Question: Question 6 . ( 6 marks ) Consider the following MDP: the set of states is S = { s 0 , s 1 ,

Question

6 . (6

marks

)

Consider the following MDP: the set of states is

S = {s_{0}, s_{1}, s_{2}, s_{3}}

and the set of actions available at each

state is

A = {l, r} .

Each episode of the MDP starts in

s_{1}

and terminates in

s_{0} .

You do not know the transition probabilities or the reward function of the MDP

,

so you are using Sarsa

to find the optimal policy. Suppose the current

Q -

values are:

Q (s_{0}, l) = 0, Q (s_{0}, r) = 0

Q (s_{1}, l) = 3.4, Q (s_{1}, r) = - 1.8

Q (s_{2}, l) = - 0.8, Q (s_{2}, r) = - 0.7

Q (s_{3}, l) = - 0.5, Q (s_{3}, r) = 7.5

Suppose the next episode is as follows:

s_{1}, l, - 1, s_{1}, r, - 1, s_{2}, l, - 1, s_{1}, l, 10, s_{0} .

(

) (4

marks

)

Do all the Sarsa updates to the

Q -

values that would result from this episode, using

= 0.25

and

= 0.9 .

Show your working.

(

) (1

mark

)

Based on the updated

Q -

values, give the final policy

determined by

Q,

.

.,

give

(s_{1}), (s_{2})

and

(s_{3}) .

Show your working.

(

) (1

mark

)

Give an

l o n -

greedy policy based on the

Q -

values obtained in

(

) .

Question 6.(6 marks) Consider the following MDP: the set of states

Step by Step Solution

There are 3 Steps involved in it

1 Expert Approved Answer

Step: 1 Unlock blur-text-image

Question Has Been Solved by an Expert!

Get step-by-step solutions from verified subject matter experts

Step: 2 Unlock

Step: 3 Unlock

Students Have Also Explored These Related Databases Questions!
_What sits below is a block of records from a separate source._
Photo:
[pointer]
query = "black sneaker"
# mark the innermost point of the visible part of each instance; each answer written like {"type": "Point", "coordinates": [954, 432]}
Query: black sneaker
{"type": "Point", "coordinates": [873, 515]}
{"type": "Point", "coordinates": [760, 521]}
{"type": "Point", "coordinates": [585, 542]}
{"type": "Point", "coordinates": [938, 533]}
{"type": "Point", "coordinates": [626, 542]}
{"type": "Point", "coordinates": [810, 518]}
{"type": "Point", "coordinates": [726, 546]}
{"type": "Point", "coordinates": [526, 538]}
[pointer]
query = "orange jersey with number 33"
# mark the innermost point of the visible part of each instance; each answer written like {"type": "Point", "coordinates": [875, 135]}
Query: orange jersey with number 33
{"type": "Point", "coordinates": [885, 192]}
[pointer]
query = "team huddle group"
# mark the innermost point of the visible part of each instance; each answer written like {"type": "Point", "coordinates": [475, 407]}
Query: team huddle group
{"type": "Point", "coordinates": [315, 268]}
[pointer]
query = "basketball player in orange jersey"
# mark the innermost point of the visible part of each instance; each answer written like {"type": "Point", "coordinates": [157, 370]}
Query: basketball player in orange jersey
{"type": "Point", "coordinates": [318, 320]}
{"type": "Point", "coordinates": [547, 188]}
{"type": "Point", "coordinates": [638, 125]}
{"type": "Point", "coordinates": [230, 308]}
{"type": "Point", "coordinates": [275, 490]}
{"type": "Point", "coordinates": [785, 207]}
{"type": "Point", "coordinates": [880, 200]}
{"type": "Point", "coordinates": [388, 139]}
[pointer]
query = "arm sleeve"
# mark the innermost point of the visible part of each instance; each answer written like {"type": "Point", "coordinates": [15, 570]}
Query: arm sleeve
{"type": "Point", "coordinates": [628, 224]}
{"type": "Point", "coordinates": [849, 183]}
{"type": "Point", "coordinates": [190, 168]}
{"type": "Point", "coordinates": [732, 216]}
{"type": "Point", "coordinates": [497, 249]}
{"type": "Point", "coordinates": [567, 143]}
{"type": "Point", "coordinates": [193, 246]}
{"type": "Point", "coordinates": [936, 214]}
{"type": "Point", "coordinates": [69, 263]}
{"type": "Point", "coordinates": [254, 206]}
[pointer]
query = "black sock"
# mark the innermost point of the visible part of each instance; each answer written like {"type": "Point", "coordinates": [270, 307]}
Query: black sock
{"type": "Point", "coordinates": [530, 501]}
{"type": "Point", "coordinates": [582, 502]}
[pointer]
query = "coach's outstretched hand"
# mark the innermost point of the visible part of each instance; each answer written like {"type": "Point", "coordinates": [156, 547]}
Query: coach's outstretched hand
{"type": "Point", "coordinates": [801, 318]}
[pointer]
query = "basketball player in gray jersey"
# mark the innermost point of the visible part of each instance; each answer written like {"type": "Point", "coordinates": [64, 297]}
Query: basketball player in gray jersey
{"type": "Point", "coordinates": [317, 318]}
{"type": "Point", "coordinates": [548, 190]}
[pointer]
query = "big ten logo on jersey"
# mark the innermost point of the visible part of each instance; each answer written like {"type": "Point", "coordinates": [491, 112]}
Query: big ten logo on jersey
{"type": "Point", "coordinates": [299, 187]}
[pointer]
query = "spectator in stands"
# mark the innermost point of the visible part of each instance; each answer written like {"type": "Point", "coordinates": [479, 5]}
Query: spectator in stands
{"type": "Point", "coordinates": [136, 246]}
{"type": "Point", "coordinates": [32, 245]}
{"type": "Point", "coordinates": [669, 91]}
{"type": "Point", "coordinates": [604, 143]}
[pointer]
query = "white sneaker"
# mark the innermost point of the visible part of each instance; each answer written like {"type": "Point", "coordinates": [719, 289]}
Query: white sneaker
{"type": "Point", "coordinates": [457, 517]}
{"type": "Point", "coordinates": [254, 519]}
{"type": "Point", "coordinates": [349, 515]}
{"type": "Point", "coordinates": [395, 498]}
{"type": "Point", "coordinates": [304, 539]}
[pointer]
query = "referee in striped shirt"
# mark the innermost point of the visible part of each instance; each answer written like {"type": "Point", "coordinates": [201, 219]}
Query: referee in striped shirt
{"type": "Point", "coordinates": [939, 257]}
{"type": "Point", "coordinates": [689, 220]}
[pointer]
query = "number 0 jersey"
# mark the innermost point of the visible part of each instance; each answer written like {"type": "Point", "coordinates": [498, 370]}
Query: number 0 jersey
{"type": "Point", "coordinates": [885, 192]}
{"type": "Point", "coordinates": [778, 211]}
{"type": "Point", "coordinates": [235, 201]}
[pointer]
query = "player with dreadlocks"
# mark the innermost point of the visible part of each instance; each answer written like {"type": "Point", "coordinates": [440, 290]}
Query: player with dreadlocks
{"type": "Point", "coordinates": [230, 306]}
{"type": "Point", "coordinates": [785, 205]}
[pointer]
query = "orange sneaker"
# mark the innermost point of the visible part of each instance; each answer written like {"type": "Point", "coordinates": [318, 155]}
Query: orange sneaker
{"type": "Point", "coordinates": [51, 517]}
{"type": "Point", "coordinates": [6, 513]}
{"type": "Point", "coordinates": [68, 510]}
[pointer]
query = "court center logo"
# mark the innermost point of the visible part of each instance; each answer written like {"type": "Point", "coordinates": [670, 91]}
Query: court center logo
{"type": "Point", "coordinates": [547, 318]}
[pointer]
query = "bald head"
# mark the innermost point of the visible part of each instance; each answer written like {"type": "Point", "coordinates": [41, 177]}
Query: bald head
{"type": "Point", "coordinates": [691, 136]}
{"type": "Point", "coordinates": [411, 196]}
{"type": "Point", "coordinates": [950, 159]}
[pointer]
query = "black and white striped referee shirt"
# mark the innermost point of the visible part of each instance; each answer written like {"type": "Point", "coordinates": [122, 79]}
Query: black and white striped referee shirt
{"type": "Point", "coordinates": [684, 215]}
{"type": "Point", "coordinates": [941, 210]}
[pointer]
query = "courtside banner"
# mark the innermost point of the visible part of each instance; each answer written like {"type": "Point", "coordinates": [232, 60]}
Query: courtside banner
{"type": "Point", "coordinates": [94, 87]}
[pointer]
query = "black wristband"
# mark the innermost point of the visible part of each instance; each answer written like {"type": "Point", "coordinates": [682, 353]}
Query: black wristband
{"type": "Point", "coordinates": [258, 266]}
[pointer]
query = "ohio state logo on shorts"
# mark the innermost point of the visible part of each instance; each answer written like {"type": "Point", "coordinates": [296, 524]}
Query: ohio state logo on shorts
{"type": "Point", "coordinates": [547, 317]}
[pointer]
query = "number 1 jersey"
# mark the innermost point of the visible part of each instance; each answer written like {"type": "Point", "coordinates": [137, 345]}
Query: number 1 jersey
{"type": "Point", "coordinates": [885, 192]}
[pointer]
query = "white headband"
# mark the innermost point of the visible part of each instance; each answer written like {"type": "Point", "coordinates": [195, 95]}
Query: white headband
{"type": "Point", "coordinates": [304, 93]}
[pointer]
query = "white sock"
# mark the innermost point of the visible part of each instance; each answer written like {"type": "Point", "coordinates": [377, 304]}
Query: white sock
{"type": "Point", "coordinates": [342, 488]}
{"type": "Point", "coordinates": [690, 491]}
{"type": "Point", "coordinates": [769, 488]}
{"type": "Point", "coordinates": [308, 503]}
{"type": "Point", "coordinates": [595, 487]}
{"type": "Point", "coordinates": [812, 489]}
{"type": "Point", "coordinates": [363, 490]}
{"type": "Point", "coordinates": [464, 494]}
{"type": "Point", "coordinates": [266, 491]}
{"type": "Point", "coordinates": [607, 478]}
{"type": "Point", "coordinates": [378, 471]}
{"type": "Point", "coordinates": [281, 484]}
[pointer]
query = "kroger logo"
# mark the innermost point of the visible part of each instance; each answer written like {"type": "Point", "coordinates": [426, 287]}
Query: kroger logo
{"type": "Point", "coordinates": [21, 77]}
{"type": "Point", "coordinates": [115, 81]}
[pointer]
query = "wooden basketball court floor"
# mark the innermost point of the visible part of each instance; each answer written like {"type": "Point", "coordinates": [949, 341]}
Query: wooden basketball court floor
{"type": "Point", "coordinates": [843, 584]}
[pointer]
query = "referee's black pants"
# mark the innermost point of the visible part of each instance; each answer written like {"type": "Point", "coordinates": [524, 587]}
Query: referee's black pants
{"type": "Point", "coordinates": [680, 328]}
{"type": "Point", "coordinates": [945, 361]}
Question 6 (11 marks) Consider the following material and independent situations noted during the audit engagement of Whampoa - Whippy Ltd for the year ended 30 June, 2020. (a) The draft Group...

ino Question 2: (5 Marks) Consider the following flowchart Start Set X=10 Set N=0 Set V=0 No Is V

Question 2: (5 Marks) Consider the following flowchart Start Set X=10 Set N=0 Set V-O No Is V

Question 6 (10 marks) Consider the following information: State of Economy Probability of State of Economy Rate of Return if State Occurs Stock C Stock A Stock B 0.27 Boom 0.10 0.35 0.45 0.10 Good...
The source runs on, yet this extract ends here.